I am in the country lundq. Infact, we're about as rural as you can get out here between Surrey and Norwich and Velva. The five or six ringtails that the wife had coming to eat were very entertaining to watch and you would never have known they were around aside frome seeing them feeding. Of course, now that it's colder, they've more than likely denned up for the winter and haven't been around much, for some time.

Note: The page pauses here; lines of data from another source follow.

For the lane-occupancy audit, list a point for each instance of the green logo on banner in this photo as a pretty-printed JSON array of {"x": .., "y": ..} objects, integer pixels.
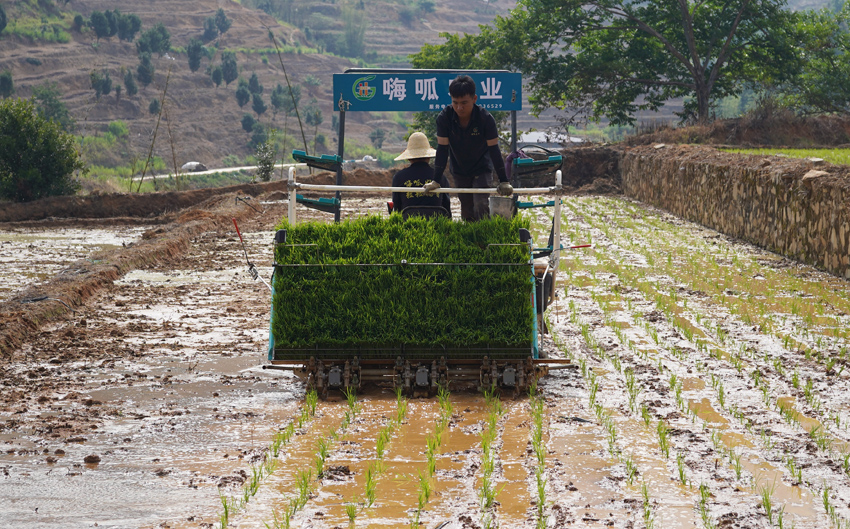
[{"x": 362, "y": 90}]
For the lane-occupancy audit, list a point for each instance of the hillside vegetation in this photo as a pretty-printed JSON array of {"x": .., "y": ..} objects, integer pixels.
[{"x": 42, "y": 47}]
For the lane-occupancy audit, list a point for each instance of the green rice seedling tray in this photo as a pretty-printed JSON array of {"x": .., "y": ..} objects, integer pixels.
[
  {"x": 328, "y": 162},
  {"x": 376, "y": 286}
]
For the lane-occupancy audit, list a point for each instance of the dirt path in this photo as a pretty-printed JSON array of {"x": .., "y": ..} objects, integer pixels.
[{"x": 708, "y": 389}]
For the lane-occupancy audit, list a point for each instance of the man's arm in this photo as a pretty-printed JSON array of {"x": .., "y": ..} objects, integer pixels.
[
  {"x": 442, "y": 157},
  {"x": 496, "y": 158}
]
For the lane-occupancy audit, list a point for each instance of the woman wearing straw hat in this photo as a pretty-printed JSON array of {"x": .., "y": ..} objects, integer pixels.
[{"x": 416, "y": 175}]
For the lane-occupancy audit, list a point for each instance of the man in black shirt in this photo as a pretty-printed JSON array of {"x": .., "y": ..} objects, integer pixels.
[
  {"x": 417, "y": 174},
  {"x": 467, "y": 134}
]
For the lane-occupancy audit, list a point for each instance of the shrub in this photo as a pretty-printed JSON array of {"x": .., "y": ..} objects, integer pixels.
[
  {"x": 37, "y": 158},
  {"x": 130, "y": 83},
  {"x": 210, "y": 29},
  {"x": 460, "y": 308},
  {"x": 248, "y": 123},
  {"x": 155, "y": 40},
  {"x": 46, "y": 98},
  {"x": 118, "y": 129}
]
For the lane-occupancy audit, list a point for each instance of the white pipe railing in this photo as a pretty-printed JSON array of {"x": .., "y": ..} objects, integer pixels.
[
  {"x": 293, "y": 187},
  {"x": 290, "y": 189},
  {"x": 458, "y": 190}
]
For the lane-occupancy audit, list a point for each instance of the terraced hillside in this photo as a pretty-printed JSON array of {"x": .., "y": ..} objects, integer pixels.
[{"x": 203, "y": 121}]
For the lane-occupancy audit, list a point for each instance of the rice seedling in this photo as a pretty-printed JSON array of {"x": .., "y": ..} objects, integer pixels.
[
  {"x": 735, "y": 459},
  {"x": 663, "y": 439},
  {"x": 354, "y": 320},
  {"x": 370, "y": 485},
  {"x": 705, "y": 515},
  {"x": 765, "y": 491},
  {"x": 648, "y": 518},
  {"x": 424, "y": 490},
  {"x": 634, "y": 389},
  {"x": 645, "y": 415},
  {"x": 351, "y": 512},
  {"x": 794, "y": 469},
  {"x": 821, "y": 437},
  {"x": 631, "y": 470},
  {"x": 680, "y": 464}
]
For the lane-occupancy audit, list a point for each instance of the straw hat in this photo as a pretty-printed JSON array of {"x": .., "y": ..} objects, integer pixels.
[{"x": 417, "y": 147}]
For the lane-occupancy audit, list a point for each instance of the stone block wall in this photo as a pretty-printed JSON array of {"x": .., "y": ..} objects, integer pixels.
[{"x": 797, "y": 208}]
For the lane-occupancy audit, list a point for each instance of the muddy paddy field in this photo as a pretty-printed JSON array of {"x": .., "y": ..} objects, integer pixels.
[{"x": 708, "y": 387}]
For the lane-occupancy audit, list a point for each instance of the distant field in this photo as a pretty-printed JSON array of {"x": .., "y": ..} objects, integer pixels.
[{"x": 838, "y": 156}]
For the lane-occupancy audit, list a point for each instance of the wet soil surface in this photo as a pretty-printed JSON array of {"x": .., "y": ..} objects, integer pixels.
[{"x": 707, "y": 388}]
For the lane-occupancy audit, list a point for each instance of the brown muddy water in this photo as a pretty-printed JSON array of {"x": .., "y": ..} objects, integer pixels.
[
  {"x": 30, "y": 256},
  {"x": 159, "y": 377}
]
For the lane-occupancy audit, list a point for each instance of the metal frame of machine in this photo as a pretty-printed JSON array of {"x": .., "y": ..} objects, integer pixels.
[{"x": 419, "y": 372}]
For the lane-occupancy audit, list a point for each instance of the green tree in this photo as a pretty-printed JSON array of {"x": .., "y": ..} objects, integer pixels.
[
  {"x": 229, "y": 69},
  {"x": 195, "y": 51},
  {"x": 824, "y": 83},
  {"x": 248, "y": 123},
  {"x": 7, "y": 85},
  {"x": 101, "y": 83},
  {"x": 50, "y": 107},
  {"x": 216, "y": 76},
  {"x": 254, "y": 85},
  {"x": 210, "y": 29},
  {"x": 613, "y": 58},
  {"x": 128, "y": 26},
  {"x": 243, "y": 95},
  {"x": 155, "y": 40},
  {"x": 222, "y": 23},
  {"x": 130, "y": 83},
  {"x": 37, "y": 158},
  {"x": 258, "y": 105},
  {"x": 99, "y": 24},
  {"x": 145, "y": 71},
  {"x": 266, "y": 157}
]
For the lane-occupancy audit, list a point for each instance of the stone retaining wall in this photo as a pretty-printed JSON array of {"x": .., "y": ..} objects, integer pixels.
[{"x": 797, "y": 208}]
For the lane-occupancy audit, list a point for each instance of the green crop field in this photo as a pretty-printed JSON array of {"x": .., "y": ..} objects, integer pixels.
[
  {"x": 480, "y": 299},
  {"x": 836, "y": 156}
]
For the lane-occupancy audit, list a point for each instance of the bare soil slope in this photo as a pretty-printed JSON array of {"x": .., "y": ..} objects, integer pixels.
[{"x": 203, "y": 122}]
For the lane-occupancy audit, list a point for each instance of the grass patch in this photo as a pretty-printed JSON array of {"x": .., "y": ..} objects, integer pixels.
[
  {"x": 337, "y": 303},
  {"x": 836, "y": 156}
]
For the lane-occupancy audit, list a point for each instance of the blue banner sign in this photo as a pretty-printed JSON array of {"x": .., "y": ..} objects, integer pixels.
[{"x": 412, "y": 90}]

I know skunks will take a yard apart in their quest for grubs. Didn't know ***** did this too. I know that when they were feeding here, our duck pen was within 6 feet or so of their feed and they never even looked at the quackers in that pen. They did take one of the ducks, from a nearby pen, that I bought to work Bill the Chessy with. Made dang good use of it too. Nothing but wings, feet, and head left. Oh, and I did try a couple of ears of fresh sweet corn on their feed pile during their dog food eating campaign. They never touched the stuff. Don't know why, as I know that they like it, but this was peeled for them and only a few hours from coming off the stalk, and they ignored it. What they really showed a fondness for was bread with strawberry jam and peanut butter, or marshmallows. They love those and it was funny to watch them try to eat the sticky, puff ball, confections.

Don't worry. I'm not going to trap them or shoot them or anything else. Though I wouldn't mind knocking off a few of the cats that I see lurking around here now and then. :lol:

Hope you have good luck with your yard and corn,
Dan


----------